Our Vacation Out West Part 3: Zion National Park, The Emerald Pools

On our vacation this year, Mike and I played the license plate game. We made a list of all 50 states and checked off all the license plates we saw on our drive out to Utah. The only state besides Hawaii we couldn’t collect was Rhode Island, and guess which state’s license plate we saw last night in the Buffalo Wild Wings parking lot around here?!

From New York to Utah, we saw 48 license plates, not including Hawaii and Rhode Island. (RI was our holy grail of license plates until last night). We also saw two Canadian plates and one from Mexico. It was fun and it was exciting and it passed the time. I wish I was back on that road trip, seeing sights that I have never seen before.

This post is about three weeks late, but it is fun to reminisce on the fun times we had. Hey, if you missed part 1 and part 2 of our vacation you can click on the links to view them.

This was probably the best time I have ever had…and I’m trying to find another vacation to compare, but I really can’t.

After about two and a half days of driving, Mike and I made it to our KOA in Cedar City, Utah. The campgrounds are about an hour away from Zion National Park. The tent sites were very close together and at first I didn’t like it at all but then I shook myself a bit. I was on vacation! Why was I complaining?

We got our tent up very quickly, and it was really all a matter of getting dinner for the night and going to bed.

We found a diner about two minutes down the road from the KOA, called “All American Diner.” Anytime Mike and I can find a great diner, with good, cheap food, we call it a special treat.

The next day we headed to Zion National Park. The first day, we hiked the emerald pools trail, which was about a 5 mile round trip. A good portion of it was climbing up hill; I wasn’t prepared to climb it in about 110 degree heat. We took plenty of water and had our snacks, but the heat, man.

When we got back to the car that first day, the car’s thermometer registered 117 degrees!But while hiking, you’re walking up sand that’s so hot you can feel the heat burn through your sneakers. The sun beats down on your hat covered head and you long for shade, like you long for cold water when your throat is dry and your tongue feels thick.

That’s also what makes the pools you see on this hike so special; it is like a small oasis in the middle of this desert climate, but the hike is more difficult the higher up you go.

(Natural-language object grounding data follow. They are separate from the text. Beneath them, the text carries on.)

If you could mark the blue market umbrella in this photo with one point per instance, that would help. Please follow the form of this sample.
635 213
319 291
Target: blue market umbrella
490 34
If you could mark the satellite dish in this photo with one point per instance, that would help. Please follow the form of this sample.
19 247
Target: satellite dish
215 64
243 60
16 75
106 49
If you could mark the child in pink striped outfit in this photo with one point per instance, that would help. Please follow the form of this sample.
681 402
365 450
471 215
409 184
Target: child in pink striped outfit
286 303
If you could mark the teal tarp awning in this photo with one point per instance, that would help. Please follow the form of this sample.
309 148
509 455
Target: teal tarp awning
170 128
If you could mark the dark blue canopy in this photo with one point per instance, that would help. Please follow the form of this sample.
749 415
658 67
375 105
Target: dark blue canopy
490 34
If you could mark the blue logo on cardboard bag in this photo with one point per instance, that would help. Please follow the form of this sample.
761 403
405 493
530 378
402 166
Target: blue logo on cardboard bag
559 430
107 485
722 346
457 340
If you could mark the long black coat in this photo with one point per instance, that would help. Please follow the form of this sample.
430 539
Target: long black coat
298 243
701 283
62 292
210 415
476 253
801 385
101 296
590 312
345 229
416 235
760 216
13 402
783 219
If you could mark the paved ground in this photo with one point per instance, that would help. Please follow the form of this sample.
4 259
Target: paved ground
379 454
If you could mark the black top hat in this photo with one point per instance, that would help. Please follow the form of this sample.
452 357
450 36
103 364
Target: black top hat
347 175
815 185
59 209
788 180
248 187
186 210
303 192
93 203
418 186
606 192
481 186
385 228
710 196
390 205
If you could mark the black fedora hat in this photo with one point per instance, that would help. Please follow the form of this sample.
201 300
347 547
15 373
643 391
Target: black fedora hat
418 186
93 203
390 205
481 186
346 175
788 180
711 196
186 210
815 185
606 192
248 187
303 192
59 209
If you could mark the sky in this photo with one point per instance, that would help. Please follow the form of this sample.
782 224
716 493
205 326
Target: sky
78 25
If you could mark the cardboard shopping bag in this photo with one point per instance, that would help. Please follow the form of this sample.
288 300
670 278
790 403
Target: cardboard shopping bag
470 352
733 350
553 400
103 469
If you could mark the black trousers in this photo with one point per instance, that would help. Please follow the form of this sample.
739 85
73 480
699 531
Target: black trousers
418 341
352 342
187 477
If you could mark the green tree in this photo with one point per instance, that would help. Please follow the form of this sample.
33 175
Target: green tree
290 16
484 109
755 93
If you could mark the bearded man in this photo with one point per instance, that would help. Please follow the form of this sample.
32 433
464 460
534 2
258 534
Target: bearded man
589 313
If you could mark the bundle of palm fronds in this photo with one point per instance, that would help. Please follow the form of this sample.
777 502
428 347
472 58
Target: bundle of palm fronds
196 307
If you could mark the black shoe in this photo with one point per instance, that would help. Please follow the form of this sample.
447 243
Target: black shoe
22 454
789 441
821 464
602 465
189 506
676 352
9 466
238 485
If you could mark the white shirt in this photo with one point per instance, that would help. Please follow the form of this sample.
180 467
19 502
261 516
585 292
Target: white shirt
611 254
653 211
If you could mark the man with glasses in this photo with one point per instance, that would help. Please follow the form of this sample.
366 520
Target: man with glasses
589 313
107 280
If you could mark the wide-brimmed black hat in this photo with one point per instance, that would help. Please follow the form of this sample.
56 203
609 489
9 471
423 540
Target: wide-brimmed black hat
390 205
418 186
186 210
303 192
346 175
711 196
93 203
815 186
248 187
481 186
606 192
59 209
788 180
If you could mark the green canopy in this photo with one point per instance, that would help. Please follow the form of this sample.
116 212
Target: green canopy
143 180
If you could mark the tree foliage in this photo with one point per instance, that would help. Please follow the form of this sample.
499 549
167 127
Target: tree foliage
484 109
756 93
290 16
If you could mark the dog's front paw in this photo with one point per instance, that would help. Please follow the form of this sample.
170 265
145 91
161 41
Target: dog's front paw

The trail becomes steeper, narrower; the shade trees are a little bit more sparse. I was struggling to catch my breath in the heat and wondered if it was all worth it. And then you come around a bend in the trail and that view. That. View. For one delicious, corny second, you feel like you are the only person on earth, and this view was made just for you. Now, mind you, I am a very easily entertained person…so that might have something to do with it. But, seriously, guys. If you can’t appreciate a view like this and call it nothing less than phenomenal, there’s something wrong with you.

This is the second pool, about two-thirds of the way up the trail.

At the very top of the trail, were these squirrels that kept hanging around, hoping for some snacks or trail mix. It’s $100 fine to feed the animals in the park, but kids can’t resist…not very often you have wild animals hanging around near your feet, and trying to climb into your backpack.

And if you make it to the very top, there is a larger pool of water at the very top. It looks like a small beach in the middle of the mountains. If you were allowed to swim in it, if there weren’t so many people trying to catch their breath, it might have felt more magical. But by that time, I think the heat had really done Mike and I in.

Afterwards, we got food at the park and then headed back to our campsite. The further we got from Zion, thankfully, the cooler it became. A 99 degrees felt practically chilly compared to 110…kinda. Not really. But what fun we had!

Next day, we hiked the Narrows! And then after that, the Grand Canyon.